Seit Jahrzehnten prägen Graffiti das Stadtbild Hamburgs. Ein neuer Bildband widmet sich der historischen Beziehung von Hansestadt und Subkultur.

Die „Crime Partner“ (CCCP), CanTwo und Jase, posieren 1988 vor ihren Pieces in Halstenbek Foto: Fedor Wildhardt|Eine Stadt wird bunt

Als ich Anfang der 90er-Jahre als junger Writer begann, mich mit Graffiti auch außerhalb meiner unmittelbaren Umgebung – dem Südwesten Deutschlands – zu beschäftigen, stieß ich recht schnell auf Akteure aus Hamburg. Zuerst sah ich nur die Bilder in den Fanzines, damals noch größtenteils in Schwarz-Weiß.

Namen wie RTA, Jase, Skena, Resh, Daim, Keats, Shore prägten sich ein und formten die Vorstellung von Hamburg als besonders facettenreiche Graffiti-Stadt. 1994 sah ich dann das erste Mal live auf einem Event in Würzburg ein Piece von dem Hamburger Hip-Hop-Urgestein Jase, das mich nachhaltig inspirierte. Da wurde mir klar, du musst unbedingt mal selbst nach Hamburg und schauen, was da geht. Es sollte allerdings noch ein paar Jahre dauern, erst im Jahr 2000 hatte ich die Möglichkeit, die Hansestadt zu besuchen.
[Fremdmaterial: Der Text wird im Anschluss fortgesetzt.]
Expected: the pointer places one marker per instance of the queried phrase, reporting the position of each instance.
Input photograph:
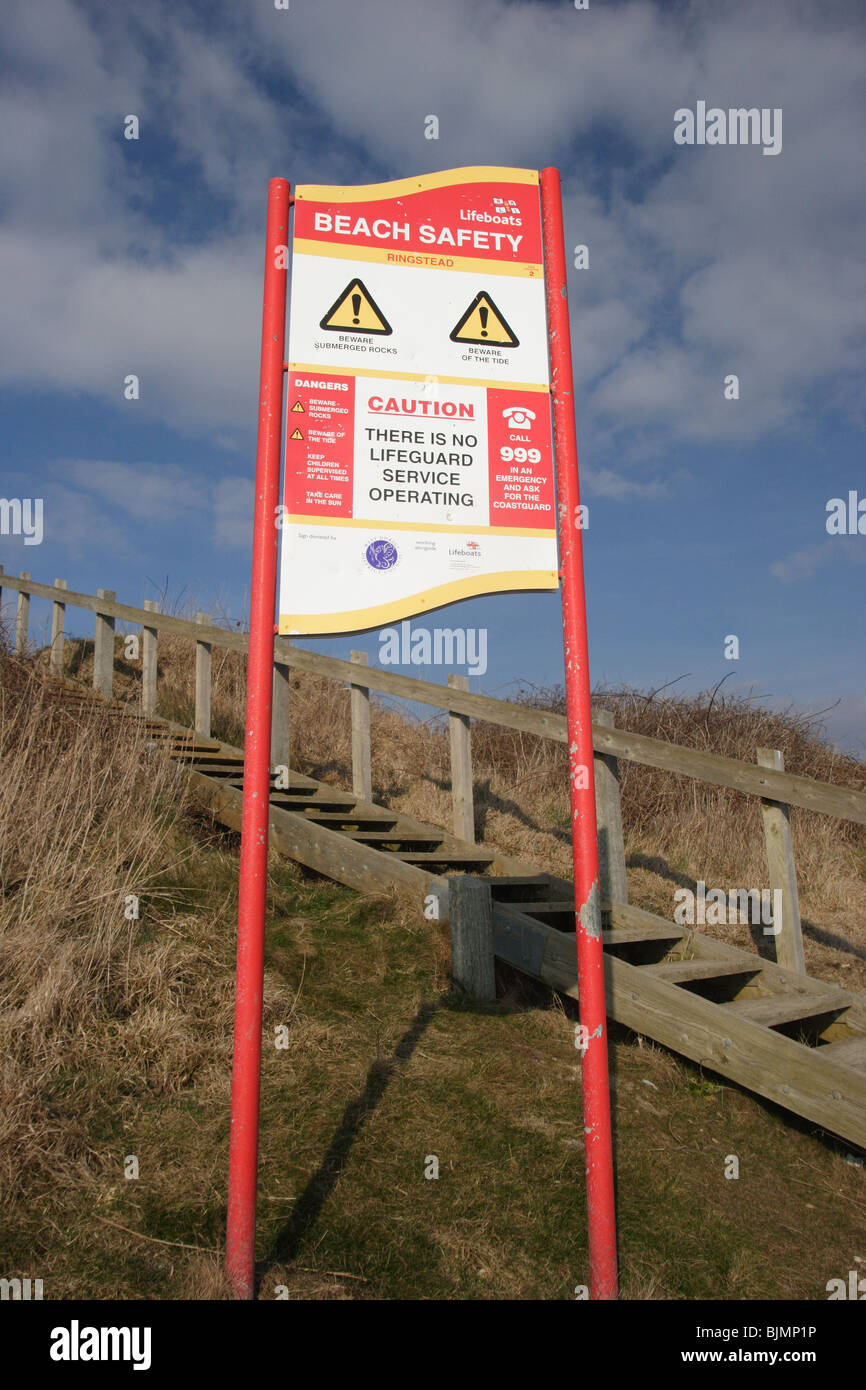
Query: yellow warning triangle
(356, 312)
(485, 324)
Ich wurde nicht enttäuscht: Die Fülle und die verschiedenen Flavours an Graffiti flashten mich sofort und es folgten unzählige weitere Graffiti-related Besuche in der Stadt. Auch Freundschaften entstanden. Eine davon eben mit Jase, der damals wie heute nicht nur malt, sondern auch tanzt und als B-Boy unter dem Namen Sonny Tee bekannt ist.
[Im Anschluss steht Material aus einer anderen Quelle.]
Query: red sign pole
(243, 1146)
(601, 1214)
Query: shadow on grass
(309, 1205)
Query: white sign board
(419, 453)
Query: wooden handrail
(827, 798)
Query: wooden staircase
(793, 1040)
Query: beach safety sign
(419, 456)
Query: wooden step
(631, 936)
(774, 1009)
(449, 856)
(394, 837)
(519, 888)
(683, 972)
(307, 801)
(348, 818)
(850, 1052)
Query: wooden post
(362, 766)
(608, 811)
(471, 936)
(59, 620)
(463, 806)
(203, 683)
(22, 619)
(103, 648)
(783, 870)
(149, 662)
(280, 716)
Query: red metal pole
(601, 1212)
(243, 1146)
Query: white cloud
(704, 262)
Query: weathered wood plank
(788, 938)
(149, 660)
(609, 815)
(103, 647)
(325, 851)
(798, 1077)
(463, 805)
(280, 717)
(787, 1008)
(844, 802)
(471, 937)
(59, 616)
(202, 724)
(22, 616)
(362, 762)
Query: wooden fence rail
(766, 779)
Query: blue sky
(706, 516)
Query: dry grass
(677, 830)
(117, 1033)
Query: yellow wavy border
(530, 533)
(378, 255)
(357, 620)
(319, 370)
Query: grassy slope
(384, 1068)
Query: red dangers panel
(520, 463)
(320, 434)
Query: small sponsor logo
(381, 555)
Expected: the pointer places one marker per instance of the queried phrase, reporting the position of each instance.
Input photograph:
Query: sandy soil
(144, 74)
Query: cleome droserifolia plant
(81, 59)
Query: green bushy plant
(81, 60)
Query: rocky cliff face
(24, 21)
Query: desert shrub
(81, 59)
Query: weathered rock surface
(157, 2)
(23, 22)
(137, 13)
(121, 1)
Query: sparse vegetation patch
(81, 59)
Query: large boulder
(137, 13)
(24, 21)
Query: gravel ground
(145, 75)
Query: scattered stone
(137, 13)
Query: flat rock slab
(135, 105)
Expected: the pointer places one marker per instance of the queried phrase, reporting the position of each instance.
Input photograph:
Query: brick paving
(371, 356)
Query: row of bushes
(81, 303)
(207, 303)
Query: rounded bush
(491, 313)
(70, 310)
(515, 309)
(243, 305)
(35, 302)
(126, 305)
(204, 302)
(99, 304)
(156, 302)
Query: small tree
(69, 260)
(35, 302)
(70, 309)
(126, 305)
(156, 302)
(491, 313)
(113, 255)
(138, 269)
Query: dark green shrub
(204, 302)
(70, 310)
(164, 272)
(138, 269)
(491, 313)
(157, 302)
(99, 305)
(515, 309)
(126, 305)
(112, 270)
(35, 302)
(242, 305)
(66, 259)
Jase prägte mich nicht nur durch seine Kunst, er erzählte mir auch viel über die Anfänge und Entwicklung der Graffiti- und Hip-Hop-Kultur in Deutschland, und im Speziellen über Hamburg, nach dem im Hip-Hop fest verankerten Gedanken: Each one teach one. Es war also kaum überraschend für mich, als ich den kürzlich erschienenen Bildband „Eine Stadt wird bunt“ über die Geschichte der Graffiti-Szene in Hamburg aufschlug und mir alle paar Seiten Pieces, Posen oder das Gesicht von Jase entgegenblickte.

Standardwerk für Graffiti

Überhaupt ist „Eine Stadt wird bunt“ weit mehr als nur ein weiteres Graffiti-Buch. Den Machern ist mit dem knapp vier Kilo schweren Band etwas gelungen, was es so noch nicht gegeben hat: Ein Standardwerk, dass die Entstehung und Entwicklung von Graffiti, konkret in Hamburg, aufarbeitet und nachzeichnet. Die Phase, die das Buch in den Blick nimmt, ist eine vordigitale und dementsprechend nur spärlich dokumentierte: 1980 bis 1999.

„Eine Stadt wird bunt“

Das Buch: „Eine Stadt wird bunt“, herausgegeben von Oliver Nebel, Andreas Timm, Frank Petering und Mirko Reisser, Double H, 2021, 560 Seiten, 69,90 Euro.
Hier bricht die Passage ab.